You may miss out on some placement opportunities but the focus of the agency is to place a child in the home best suited for them and so being really honest with yourselves about the situation you are ready for is vital. Social workers would not want to place a child in a home where a family quickly says yes to the situation presented without truly thinking it through thoroughly and later find they are both not fully comfortable with the placement.

Different Responses to the Wait Time

The waiting can be one of the hardest part of the adoption process and each prospective adoptive parent handles it differently.
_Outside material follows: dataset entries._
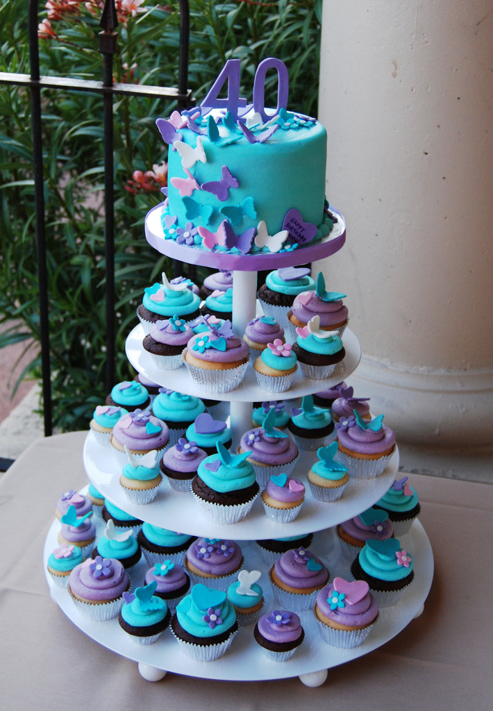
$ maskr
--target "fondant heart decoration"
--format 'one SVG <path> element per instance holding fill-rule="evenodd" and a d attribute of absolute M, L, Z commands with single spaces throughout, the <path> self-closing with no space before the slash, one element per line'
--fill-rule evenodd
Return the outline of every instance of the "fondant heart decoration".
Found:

Some people want to nest and get ready for baby by buying a few items each month during the wait while others do not want to have that buildup for something there is no set time frame for. Some waiting families want to know about every situation they did and didn’t match for each month while others find having that information makes the wait harder.

Keep in mind, you and your partner may experience the wait differently. You may find that you need to soak up as much time as possible with other waiting families so attending the support groups, education classes, and online communities are a great way to do that. Your partner, on the other hand, may prefer to let the waiting just be while they throw themselves into work until the time comes when you are matched. Your partner may be triggered by things like family celebrations or birth announcements while you become excited thinking that one day that will be you too. Whatever way you manage the wait, keep your lines of communication open with your partner as well as your social worker. Empathy and understanding go a long way.

Just the Beginning….    

The adoption journey is just the beginning of a whole new type of disagreements and compromises that come with being a parent. You will find what works best for you as a couple and for your child and how you navigate those differences as a parent.